Esperei algumas vezes por esta segunda, com uma expectativa
de que algo extraordinário acontecesse, só porque este era o meu dia de
escrever aqui. Faz seis semanas, pelo menos, que a minha rotina mudou e por
isso, tive também pequenas surpresas, como ir de bicicleta ao supermercado e
encontrar, na volta, uma calçada vicinal tomada de butiás. Que eu recolhi,
lavei com vinagre e deliciou uma das minhas tardes de trabalho a distância.
Trabalhar no meu computador, no meu quarto, se revelou um
prazer maior do que eu poderia imaginar. Eu acompanho o ocaso do Sol todos os
dias, um banho de luz e cor na minha visão periférica, enquanto cadastro
documentos e produzo relatórios. Aprendi nos primeiros dias a não ligar a luz
enquanto a noite não chegasse por completo. Tenho visto o mundo fechar as
cortinas do dia para abrir o espetáculo da noite. Porque seis semanas de noites
estreladas e silenciosas, na sua maioria, é algo que eu só posso chamar de
espetáculo.
A vida ganhou uma dimensão cósmica, só porque eu parei de
andar de ônibus e fiquei parada o suficiente para perceber algo que o Sol e a
Lua fazem há muitos anos. Ou o que meu coração faz, sem cessar, há mais de três
décadas. Isso é extraordinário, fora da compreensão das pedras, dos
metais, do plástico.
Eu temi quando soube que teria de voltar ao trabalho
presencial.
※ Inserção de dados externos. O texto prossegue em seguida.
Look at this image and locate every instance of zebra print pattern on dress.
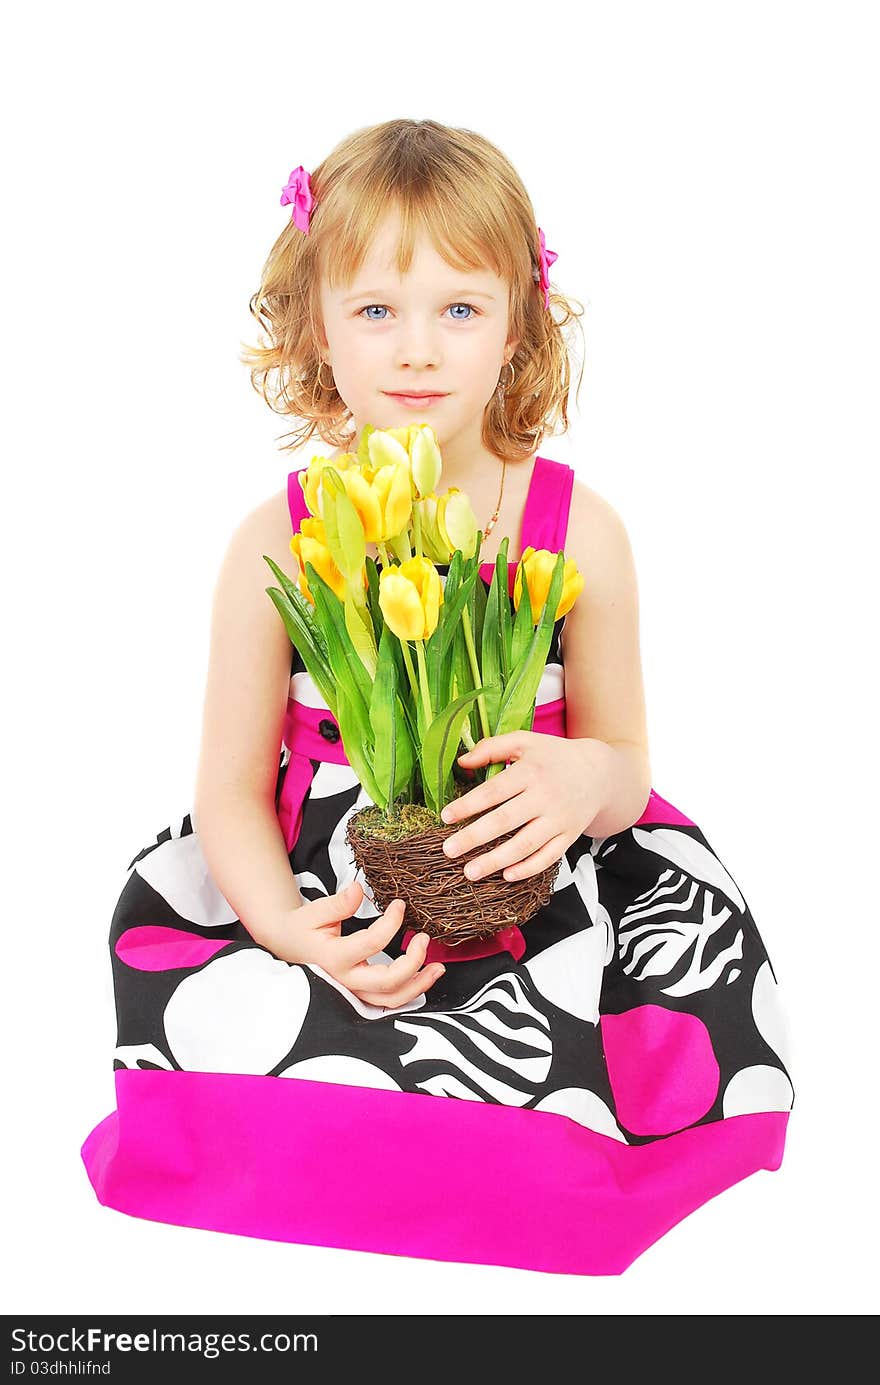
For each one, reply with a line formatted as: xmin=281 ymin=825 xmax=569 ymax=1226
xmin=395 ymin=972 xmax=554 ymax=1104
Senti a mão do destino pesando sobre meu caminho, e eu, impotente,
chorei de rosto erguido. Eu me perguntei sobre como aproveitar minha última
semana de vida, se eu mudaria algo. Fiquei feliz em perceber que eu não
precisava mudar nada. Encontrei entre meus escritos um único conto que vale a
pena, fiz uma visita rápida aos meus pais, ganhei um pedaço de panetone da minha
irmã confeiteira, toquei violão, telefonei para as amigas mais próximas, dei
mais uma volta de bicicleta e por fim, às 17 horas da sexta, fui a padaria do
bairro e comprei um mil-folhas de creme novíssimo, que comi com um café
recém-passado (grãos de Minas Gerais, meu favorito). Assim me despedi da vida.
Amanhã é o terceiro dia que tomarei um ônibus mascarada, com
meu cabelo preso num coque, carregando água e comida de um dia todo na mochila.
Tenho passado álcool gel nas mãos até para abrir a gaveta da escrivaninha. Uso
quatro máscaras durante o dia, que vão direto para a máquina de lavar assim
como toda a minha roupa logo que chego em casa.
Talvez eu esteja exagerando. Afinal, na quarta passada,
descobri que nesse tempo todo eu não limpei nenhuma embalagem dos produtos que
eu trouxe para casa. Pode estar aqui, no meu balcão de cozinha, perto dos
pratos fundos.
Se eu morrer, ao menos voltarei para a terra e serei parte
de tudo que já viveu neste planeta, como outros antes de mim. Não será o fim de
tudo. Se não, vamos a outro mil-folhas na semana que vem.